Wednesday, December 26, 2007
Mrs. Bootleg's (Christmas) Booty
Hope everyone had a nice holiday.
My Christmas season didn't really begin in earnest until Christmas Eve. Y'see, I'd spent the previous three weeks giving my last few paychecks directly to the Disney-Pixar Cars conglomerate. The movie came out 18 months ago, but the moi-chandising continues unabated.
How grotesque did it get?
I actually purchased not one, but two unauthorized bootleg(!) Cars toys from eBay depicting characters that aren't even out yet. Trust me…none of you really want to know how much we spent on the boy. Let's just say the amount of swag that Jalen had under the tree was directly proportional to the amount of attention he spent on the first…gift…he…opened.
Jalen's Parents: "Don't you want to open your other presents?"
We thought it would be cool to have him first open the ONE car he wanted more than any other. With camcorder rolling and me handling the still photography, Jalen took his car and left the festive living room to race his toy around circular track of our dining room table.
So, with the knowledge that just $3.99 could've made our son's Christmas, the wife and I proceeded to exchange our own gifts. Here's her haul:
Victoria's Secret Gift Card: The gift card has become the longest-running in-joke of our relationship. I have friends and co-workers, male and female, who can't believe I buy them for anyone other than a casual acquaintance whose birthday I forgot. I buy gift cards now to spite these people. Anyways, Mrs. Bootleg is one of the few women on earth – outside of WWE Diva bra n' panty matches – who insists that her bra n' panty matches, so there ya go. (Hmm, was that clever bit of wordplay worth the revelation of my wife's underwear routine? YES!)
Ann Taylor's Loft Gift Card: See above. Oddly enough, I'd sooner buy draws for Mrs. Bootleg than a blouse (or whatever "shirts for girls" are called these days).
Digital Picture Frame: There was a recent issue of Consumer Reports that featured a story (and product rankings) of this newest gadget fad. Just take the memory card from your digital camera and insert it into the frame. Boom! Instant slideshow for your wall or nightstand. Let's hope this gift doesn't meet the same neglected fate of her 30GB iPod with all of 80 songs.
Ceramic Hair Curlers: Amazingly, this would only be the third most embarrassing gift that I purchased this Christmas. Read on.

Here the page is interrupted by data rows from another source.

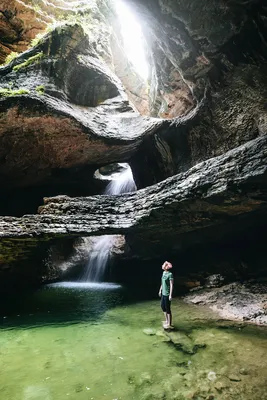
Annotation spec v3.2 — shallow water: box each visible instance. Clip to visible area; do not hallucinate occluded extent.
[1,283,267,400]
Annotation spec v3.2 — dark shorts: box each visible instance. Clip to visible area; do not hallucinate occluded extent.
[161,295,171,314]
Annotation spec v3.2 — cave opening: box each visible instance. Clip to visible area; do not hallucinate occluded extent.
[94,162,137,194]
[0,163,137,217]
[113,0,149,81]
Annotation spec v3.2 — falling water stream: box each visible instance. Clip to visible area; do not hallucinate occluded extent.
[79,164,136,282]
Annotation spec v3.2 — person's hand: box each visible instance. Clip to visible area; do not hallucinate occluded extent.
[158,291,161,298]
[169,295,172,301]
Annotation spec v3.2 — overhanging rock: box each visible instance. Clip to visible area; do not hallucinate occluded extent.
[0,23,159,192]
[1,134,267,263]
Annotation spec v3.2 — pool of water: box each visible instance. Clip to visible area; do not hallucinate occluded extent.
[0,282,267,400]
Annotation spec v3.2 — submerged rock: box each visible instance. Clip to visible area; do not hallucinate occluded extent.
[207,371,217,381]
[138,372,153,386]
[228,374,241,382]
[143,328,156,336]
[214,380,230,392]
[165,331,206,355]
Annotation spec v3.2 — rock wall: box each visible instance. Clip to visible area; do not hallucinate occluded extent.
[0,134,266,285]
[128,0,267,186]
[0,21,159,215]
[0,0,267,289]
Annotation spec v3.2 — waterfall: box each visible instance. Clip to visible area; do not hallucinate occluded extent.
[79,235,115,282]
[105,166,137,195]
[79,165,136,282]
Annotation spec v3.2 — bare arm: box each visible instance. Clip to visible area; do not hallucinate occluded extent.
[158,284,162,297]
[169,279,174,300]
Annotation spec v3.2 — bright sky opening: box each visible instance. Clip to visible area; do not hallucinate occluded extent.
[114,0,149,80]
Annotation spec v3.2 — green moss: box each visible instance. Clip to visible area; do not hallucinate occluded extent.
[35,85,45,95]
[4,51,19,65]
[32,4,41,13]
[30,32,46,47]
[55,13,92,38]
[13,52,44,72]
[0,88,30,97]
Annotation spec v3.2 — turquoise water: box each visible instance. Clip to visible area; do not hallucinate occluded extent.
[1,282,267,400]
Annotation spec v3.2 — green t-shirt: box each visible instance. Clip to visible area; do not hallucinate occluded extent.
[162,271,173,296]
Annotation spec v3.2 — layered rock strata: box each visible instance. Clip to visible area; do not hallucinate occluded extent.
[129,0,267,185]
[0,23,158,193]
[0,0,267,289]
[0,134,266,267]
[1,1,267,194]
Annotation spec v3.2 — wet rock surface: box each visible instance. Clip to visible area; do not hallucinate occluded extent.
[185,280,267,325]
[0,0,49,63]
[0,0,111,64]
[0,134,266,243]
[1,0,267,192]
[0,22,158,193]
[0,133,266,286]
[0,0,267,291]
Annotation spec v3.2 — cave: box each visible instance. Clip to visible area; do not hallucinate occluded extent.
[0,0,267,398]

Day Spa Gift Card: For years, I'd made the mistake of buying full day-long packages for the wife. In reality, all Mrs. Bootleg sees is a "get out of mothering for free" furlough. I could put $5 on it and she'd still use it as soon as possible, happy to pay the exorbitant difference.

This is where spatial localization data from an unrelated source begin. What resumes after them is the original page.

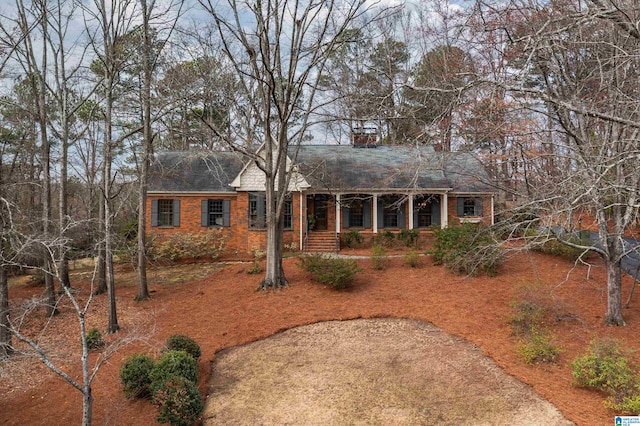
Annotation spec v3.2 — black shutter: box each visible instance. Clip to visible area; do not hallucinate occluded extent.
[475,197,483,216]
[364,199,372,229]
[376,198,383,229]
[342,205,350,229]
[151,200,159,227]
[457,197,465,216]
[257,193,266,228]
[172,199,180,227]
[201,200,209,226]
[398,202,406,229]
[223,200,231,227]
[413,198,419,228]
[431,199,441,227]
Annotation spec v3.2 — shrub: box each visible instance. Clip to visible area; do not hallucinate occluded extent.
[86,328,105,350]
[430,223,503,276]
[398,229,420,247]
[165,335,201,361]
[375,230,395,247]
[148,229,226,262]
[371,244,387,270]
[298,254,362,289]
[247,247,265,274]
[571,339,638,406]
[149,350,198,395]
[341,230,363,248]
[153,375,203,426]
[120,354,155,399]
[516,327,560,364]
[609,394,640,414]
[510,300,547,337]
[525,228,590,261]
[404,250,420,268]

San Diego State Apparel: The wife wanted an SDSU sweatshirt from the Aztec Shop – an official licenser, which means the consumer is paying anywhere from 2-4 times more than you'd expect for a regular ol' red sweatshirt. Why? Cuz it's got "SDSU" across the front in big block letters. Fortunately, I was able to save $42.95, since the only sweatshirts they had were hoodies (I'm barely able to still pull those off – figuratively and literally, while the wife at three years my senior is officially too old for them). She ended up with a SDSU warm-up suit, instead. For the soccer mom-in-training.
Winnie the Pooh Xmas Ornament: Among the items in an awesome holiday package from That Nick'a Family (which included the clear winner in "Aaron's Favorite Xmas Gift – 2007") were a pair of colorful ornaments. Mrs. Bootleg tried to guilt me by noting that they had bought more for our Christmas tree in one day than I ever had in 100 years of dating/marriage. So, since the wife opted to talk out of turn so brazenly, she sacrificed another gift from me with one for the tree. It could've been jewelry. I hope she's learned her lesson.
Stocking Stuffers: MORE gift cards from assorted vendors and some kind of coconut butter facial wash "sampler" that still cost me $10/container. Doesn't "sample" imply that it's free? When did this change? And, you had to be there when I axed the lady on the sales floor for this item as she tried to sell me the $50 "gift set". Second most embarrassing item I bought this Xmas.
All in all, I'd say she made out like a bandit. And, that's even considering that she made me buy a gift – on her behalf – for the daughter of one of her girlfriends. It was a frilly princess gown from the Enchanted movie that I held under my arm for almost 30 minutes while waiting in line at Toys R Us. Worse than all the tampons and panty liners I've picked up over the years, combined.